Sex ratio analysis explored whether resistance levels influenced male–female patters, based on hypothesis that the insect development (emergence, MDP) reflects host suitability. Results demonstrated slightly female-biased (sex ratio < 0.5) across accessions, resistance classes, species, and conditions. Female dominance was stronger on across accessions irrespective of resistance classes, with only slight male-bias in susceptible accessions. These pattern agree with ecological evidence showing that sex-specific survival differences arise under variation in host quality and stress88. Previous studies report female bias ratios under restricted or stressful environments89,90. However, in haplodiploid sawflies91 and parasitoid wasps92, sex ratios shift adaptively depending on host quality, with high-quality hosts producing female-biased offspring. Understanding bruchid sex allocation under differing host types may require integrating host quantity (seed density) with host quality parameters for better clarify in adaptive patterns..

Summary and conclusion

This study represents the most comprehensive evaluation of bruchid resistance in wild pigeonpea, involving 68 accessions from multiple gene pools screened against three destructive species namely C. analis, C. chinensis, and C. maculatus.
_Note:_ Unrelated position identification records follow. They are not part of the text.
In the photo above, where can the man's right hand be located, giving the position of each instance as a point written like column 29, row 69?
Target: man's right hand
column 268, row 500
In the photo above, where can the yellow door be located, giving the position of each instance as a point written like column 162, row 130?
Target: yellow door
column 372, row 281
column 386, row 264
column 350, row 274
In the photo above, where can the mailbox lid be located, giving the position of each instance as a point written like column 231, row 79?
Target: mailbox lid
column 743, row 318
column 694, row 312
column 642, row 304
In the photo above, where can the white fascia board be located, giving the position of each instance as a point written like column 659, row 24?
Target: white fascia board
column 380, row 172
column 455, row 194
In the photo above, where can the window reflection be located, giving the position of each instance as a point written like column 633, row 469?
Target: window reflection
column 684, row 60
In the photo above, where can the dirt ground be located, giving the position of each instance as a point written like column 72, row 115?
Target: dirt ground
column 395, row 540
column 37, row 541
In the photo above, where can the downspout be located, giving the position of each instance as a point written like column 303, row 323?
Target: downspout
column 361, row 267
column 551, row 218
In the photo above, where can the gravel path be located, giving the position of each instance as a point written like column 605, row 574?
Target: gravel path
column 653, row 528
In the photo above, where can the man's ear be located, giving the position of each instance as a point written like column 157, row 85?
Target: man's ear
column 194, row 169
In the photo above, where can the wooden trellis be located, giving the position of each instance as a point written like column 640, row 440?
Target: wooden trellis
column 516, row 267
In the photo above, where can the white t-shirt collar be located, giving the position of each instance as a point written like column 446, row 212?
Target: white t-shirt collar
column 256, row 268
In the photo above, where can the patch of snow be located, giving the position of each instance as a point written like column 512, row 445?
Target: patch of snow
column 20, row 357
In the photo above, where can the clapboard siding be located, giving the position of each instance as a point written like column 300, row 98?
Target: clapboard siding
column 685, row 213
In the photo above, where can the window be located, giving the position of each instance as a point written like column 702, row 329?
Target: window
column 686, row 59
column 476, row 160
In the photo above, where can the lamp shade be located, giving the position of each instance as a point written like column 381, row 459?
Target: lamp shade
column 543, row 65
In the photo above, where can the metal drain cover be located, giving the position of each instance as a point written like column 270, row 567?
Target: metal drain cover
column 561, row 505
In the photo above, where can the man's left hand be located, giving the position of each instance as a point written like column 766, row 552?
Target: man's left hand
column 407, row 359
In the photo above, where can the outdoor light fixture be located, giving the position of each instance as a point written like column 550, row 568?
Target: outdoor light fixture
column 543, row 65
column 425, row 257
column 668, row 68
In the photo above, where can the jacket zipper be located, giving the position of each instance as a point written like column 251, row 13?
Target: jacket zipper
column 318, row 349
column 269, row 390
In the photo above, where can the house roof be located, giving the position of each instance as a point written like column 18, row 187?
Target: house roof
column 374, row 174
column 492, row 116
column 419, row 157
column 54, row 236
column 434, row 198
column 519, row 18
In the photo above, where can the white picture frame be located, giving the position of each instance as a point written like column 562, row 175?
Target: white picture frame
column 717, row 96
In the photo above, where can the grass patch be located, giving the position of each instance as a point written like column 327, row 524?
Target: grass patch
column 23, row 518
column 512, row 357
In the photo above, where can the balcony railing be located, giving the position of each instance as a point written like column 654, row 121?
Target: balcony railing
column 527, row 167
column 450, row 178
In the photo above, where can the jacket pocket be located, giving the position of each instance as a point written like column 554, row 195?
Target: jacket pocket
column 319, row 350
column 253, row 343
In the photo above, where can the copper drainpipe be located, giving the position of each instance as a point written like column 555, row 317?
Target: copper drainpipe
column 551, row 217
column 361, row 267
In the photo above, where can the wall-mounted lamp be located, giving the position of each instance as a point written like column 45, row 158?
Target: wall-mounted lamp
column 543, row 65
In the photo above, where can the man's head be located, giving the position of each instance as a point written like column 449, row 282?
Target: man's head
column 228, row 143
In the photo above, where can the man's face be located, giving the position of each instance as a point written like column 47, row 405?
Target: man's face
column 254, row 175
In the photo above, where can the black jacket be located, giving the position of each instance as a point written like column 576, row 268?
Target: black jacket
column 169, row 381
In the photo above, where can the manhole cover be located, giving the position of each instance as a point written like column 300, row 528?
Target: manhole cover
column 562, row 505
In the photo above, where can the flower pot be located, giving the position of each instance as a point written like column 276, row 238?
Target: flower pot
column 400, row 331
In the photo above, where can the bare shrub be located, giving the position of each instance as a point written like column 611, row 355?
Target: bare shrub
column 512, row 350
Notably, this is the first systematic screening including C. analis, a neglected yet highly destructive species. Seed damage (SD)- resistance categorization proved more reliable than susceptibility index (SI) for identifying true resistant donors. Across three screening conditions resistance varied significantly, with Rhynchosia bracteata (IC15815, IC15816, IC15817 and IC618509) consistently exhibiting stable, convergent highly resistant reactions across all species and conditions. Several C. scarabaeoides accessions also resistance, especially to C. chinensis and C. maculatus, though reactions were less stable against C. analis.

Advanced analyses confirmed that seed damage, adult emergence, and developmental period as the strongest predictors of resistance. MANOVA, ANOVA, correlation funnels, and machine learning consistently highlighted antibiosis as the dominant mechanism, with antixenosis contributing mainly against C. maculatus.. FAMD and clustering further confirmed biologically meaningful grouping of accessions, strengthened by biochemical traits suc as phenols and tannins which showed strong negative correlations with susceptibility. Collectively, this study identifies R. bracteata as a robust multi-species resistance donor and C. scarabaeoides as a species-specific source, establishing both as invaluable resources for developing bruchid-resistant cultivars. It also highlights integrating traditional screening with advanced analytical tools strengthens donor identification pipelines and accelerates targeted breeding for durable resistance in pigeonpea..

Funding statement

The authors are highly grateful to Indian Institute of Pulses Research (IIPR), Kanpur under Indian Council of Agricultural Research (ICAR), New Delhi, for in-house funding support during the study.